We got away with blue murder last winter . We had a very dry summer, so coming into autumn it wasn’t great. There was meant to be a roaring El Niño that winter. Between that and the Indian Ocean Dipole, it was supposed to bring more rain than average for April and May and then dry out.
Our outlook was not good. But it turned out to be very wet in April, May AND June – it was 60 mm most of those months. The crops are now looking beautiful.
It is all about making money. You make money storing water in the ground and getting the most out of the water. You can’t make money on the dust. Irrigated cotton growers need water to make money.
The erratic nature of the climate is an issue. Intense storms and rains are great for storing water in dams, so that will benefit the irrigated cotton growers rather than dryland growers.
But the availability of water is getting tighter and tighter, plus there are more mouths to feed. Everyone understands the importance of water for the environment. In the past, irrigators got the lion’s share, but now it’s more evenly shared, so there is less available and it’s harder to get a piece of the action.
You have to remove a lot of the emotion from farming; it is a business, regardless of what you grow.
You need to get the science in there and start using best practice.

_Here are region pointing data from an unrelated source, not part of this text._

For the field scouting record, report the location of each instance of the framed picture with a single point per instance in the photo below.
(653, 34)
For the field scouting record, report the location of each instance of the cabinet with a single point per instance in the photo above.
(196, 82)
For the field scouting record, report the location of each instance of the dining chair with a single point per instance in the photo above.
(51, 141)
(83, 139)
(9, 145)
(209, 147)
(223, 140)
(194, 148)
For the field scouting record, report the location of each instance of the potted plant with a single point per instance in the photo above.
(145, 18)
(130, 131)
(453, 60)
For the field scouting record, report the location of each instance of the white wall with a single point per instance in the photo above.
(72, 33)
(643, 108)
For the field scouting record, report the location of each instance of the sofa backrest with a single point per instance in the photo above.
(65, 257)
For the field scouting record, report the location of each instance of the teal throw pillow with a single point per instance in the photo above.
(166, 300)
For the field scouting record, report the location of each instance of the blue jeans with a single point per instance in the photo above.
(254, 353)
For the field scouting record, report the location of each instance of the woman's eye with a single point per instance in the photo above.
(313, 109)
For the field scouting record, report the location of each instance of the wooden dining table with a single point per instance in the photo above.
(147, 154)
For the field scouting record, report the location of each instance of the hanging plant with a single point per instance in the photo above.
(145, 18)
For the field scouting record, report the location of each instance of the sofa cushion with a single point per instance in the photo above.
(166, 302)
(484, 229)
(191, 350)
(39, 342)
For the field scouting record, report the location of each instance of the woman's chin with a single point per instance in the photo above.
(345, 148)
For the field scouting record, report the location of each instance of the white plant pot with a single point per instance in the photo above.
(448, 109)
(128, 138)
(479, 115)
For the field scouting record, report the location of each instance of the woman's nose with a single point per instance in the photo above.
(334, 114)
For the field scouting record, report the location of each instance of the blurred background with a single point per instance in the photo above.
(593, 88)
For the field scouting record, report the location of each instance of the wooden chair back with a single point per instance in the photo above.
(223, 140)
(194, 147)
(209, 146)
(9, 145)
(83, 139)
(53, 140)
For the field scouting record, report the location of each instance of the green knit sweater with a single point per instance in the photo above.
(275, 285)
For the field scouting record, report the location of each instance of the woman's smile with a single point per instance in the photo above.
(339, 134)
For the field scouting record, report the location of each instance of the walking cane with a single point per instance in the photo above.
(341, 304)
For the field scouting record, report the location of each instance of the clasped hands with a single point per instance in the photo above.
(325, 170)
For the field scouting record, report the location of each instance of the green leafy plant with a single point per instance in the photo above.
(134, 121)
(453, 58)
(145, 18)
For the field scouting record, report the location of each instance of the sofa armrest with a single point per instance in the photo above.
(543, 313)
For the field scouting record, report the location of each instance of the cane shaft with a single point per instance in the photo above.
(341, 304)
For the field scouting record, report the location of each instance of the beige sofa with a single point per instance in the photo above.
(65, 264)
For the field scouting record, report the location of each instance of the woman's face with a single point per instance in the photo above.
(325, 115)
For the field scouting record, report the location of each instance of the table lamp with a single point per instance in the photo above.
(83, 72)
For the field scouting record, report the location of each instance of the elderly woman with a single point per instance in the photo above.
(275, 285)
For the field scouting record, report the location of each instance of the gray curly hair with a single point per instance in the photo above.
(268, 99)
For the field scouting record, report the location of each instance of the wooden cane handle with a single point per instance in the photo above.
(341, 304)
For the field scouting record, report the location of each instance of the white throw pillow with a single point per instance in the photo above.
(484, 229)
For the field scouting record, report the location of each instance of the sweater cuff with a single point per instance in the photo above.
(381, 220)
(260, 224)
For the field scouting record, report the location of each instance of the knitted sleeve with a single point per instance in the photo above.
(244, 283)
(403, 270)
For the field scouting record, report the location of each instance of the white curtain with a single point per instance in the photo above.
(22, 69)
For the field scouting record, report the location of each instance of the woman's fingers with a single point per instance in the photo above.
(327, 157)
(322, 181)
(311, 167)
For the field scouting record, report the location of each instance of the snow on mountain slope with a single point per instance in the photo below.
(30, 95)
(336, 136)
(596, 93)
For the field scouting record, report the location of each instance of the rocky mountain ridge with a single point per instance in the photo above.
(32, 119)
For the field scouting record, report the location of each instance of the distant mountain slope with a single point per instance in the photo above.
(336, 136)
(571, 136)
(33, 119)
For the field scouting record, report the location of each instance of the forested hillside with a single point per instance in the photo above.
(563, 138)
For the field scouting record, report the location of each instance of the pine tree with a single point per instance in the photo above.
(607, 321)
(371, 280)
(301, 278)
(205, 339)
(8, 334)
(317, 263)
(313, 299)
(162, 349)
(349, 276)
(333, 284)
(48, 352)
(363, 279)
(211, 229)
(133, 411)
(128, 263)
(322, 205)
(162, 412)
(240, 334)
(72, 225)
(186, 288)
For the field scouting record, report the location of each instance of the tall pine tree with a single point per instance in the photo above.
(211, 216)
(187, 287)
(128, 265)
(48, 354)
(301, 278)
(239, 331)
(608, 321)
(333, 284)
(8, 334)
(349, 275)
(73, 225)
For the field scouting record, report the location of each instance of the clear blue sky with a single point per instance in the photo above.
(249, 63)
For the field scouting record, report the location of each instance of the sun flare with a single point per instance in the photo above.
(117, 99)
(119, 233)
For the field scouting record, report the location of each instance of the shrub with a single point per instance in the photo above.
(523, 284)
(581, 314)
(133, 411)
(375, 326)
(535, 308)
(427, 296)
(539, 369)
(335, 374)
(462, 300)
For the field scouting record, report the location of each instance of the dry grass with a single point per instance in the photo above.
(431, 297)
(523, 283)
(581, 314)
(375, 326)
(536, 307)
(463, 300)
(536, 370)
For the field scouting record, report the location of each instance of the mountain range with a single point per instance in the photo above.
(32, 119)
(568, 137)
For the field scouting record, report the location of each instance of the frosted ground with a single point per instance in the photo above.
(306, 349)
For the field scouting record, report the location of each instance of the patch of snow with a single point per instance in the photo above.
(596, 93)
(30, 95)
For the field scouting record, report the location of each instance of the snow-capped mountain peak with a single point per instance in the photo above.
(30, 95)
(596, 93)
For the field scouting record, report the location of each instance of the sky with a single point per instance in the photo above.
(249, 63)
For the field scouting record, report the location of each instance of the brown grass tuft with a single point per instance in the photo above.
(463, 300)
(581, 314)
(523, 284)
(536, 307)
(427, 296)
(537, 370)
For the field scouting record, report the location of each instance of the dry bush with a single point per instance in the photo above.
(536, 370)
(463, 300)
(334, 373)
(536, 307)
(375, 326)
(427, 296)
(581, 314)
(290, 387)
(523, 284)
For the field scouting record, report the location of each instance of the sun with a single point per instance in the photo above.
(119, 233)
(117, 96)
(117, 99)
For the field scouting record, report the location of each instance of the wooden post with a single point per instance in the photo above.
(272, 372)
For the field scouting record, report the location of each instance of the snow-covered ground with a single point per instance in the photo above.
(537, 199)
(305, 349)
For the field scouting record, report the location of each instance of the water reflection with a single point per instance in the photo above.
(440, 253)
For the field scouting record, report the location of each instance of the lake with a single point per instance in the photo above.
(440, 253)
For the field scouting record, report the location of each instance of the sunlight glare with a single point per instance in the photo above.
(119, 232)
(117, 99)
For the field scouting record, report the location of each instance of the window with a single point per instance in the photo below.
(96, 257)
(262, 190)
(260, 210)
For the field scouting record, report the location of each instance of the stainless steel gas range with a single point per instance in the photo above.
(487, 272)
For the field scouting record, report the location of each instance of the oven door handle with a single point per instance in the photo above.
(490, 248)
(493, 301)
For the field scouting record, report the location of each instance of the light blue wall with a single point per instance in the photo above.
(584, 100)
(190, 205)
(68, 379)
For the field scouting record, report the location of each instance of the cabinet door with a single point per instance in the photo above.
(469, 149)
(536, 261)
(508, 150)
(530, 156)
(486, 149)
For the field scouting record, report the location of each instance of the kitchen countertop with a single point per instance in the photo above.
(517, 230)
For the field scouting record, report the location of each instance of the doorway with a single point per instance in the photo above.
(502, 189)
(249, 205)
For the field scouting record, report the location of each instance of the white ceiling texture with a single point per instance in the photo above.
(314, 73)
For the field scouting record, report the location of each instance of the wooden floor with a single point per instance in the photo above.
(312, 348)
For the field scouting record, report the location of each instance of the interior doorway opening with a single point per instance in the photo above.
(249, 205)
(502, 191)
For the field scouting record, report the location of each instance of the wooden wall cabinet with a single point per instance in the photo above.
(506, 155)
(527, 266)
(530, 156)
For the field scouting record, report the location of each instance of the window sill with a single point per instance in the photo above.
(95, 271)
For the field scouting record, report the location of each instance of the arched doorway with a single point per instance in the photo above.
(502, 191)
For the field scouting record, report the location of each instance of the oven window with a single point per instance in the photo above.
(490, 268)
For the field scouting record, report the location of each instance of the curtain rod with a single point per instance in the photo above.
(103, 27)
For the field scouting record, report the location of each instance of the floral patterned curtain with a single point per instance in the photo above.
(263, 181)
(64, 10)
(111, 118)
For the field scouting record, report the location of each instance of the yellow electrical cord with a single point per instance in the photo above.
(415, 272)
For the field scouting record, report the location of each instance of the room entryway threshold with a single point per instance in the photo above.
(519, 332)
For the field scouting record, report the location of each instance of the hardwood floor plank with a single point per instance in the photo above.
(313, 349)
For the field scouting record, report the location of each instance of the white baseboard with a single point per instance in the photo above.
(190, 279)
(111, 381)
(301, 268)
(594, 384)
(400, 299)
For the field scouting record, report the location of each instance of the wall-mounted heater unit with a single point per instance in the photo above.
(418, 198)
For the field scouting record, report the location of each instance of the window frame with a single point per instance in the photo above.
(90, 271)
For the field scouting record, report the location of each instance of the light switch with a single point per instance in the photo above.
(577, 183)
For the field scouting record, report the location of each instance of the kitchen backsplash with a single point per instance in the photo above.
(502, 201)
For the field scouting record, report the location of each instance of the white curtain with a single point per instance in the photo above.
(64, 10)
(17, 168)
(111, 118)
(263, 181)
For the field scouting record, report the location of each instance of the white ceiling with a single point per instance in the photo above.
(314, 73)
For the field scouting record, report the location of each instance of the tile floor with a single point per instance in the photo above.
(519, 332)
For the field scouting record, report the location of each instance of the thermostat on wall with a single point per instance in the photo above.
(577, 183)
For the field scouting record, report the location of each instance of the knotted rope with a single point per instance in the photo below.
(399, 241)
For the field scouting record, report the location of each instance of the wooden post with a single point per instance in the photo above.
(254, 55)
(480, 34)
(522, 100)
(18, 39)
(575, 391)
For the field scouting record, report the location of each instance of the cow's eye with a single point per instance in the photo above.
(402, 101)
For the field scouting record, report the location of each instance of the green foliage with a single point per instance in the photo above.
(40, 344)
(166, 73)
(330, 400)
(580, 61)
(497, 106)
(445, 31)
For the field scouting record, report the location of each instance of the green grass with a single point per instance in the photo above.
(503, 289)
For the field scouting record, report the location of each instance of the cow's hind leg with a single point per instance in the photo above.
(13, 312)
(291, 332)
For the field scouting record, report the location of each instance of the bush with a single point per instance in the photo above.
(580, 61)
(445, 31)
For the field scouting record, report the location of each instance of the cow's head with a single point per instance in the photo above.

In the distant past farmers would sow ten wheat crops in a row and would wonder why the last couple of crops are so poor.
It is difficult to not plant a crop when there is moisture in the paddock – you have to be dedicated and consistent in carrying out that action of not planting it – because yes, you’re there to make money out of the moisture that’s in the ground, but you’re also there to reduce all the costs you can in the future by not having weeds and not having diseases eat away at your yields.
This means controlling weeds with herbicides that don’t create resistance.
And you have to have a spread of crops (wheat, barley, chickpeas, sorghum, cotton) each year, and one crop will suffer, but this is the best way to manage the climate going forwards.
I’m always on the lookout for, and trying to get to grips with, potential new tools.
As far as weather prediction goes, we use the 7-day forecast, 10-day forecast and a little bit of an educated guess on the 3-week forecast. From then on it’s pretty much guesswork at present.
I think the Bureau of Meteorology’s Predictive Ocean Atmosphere Model for Australia (POAMA) models are exciting. POAMA certainly seems better than what we’ve got. POAMA uses physics to make predictions on the weather, and this makes a lot more sense to me than using statistics to work out what’s going to happen.
I access POAMA quite regularly. It’s easy to access, although I do find it challenging to interpret the data.
I got involved in the Managing Climate Variability Climate Champion program so I could learn about how climate and weather work. I want to be part of the whole system. I want to learn from it.
I would like to advise more clients with even richer information. I would like to be a more informed member of my networks with Cotton Research & Development Corporation, Grains Research & Development Corporation and others, to know more about any gaps in knowledge and what technology is available or not.
Forecasting and how models work is the next big input into making farming more efficient, so I very much want to be a part of that.
There’s a need for this program. There are businesses that make a margin having quality product grown and manufactured appropriately. And that’s what this program encourages and draws attention to.
Interview dates: September 2015
Rob (left) is a consultant for a number of cotton farmers in the area.
To help spread seasonal risk, Rob rotates crops across the farm, including barley.
JR McDonald, another of Rob’s clients, tests soil moisture.
Rob says understanding how modelling works is the next big step in farming more efficiently.
Rob and JR McDonald discuss practices for managing climate variability.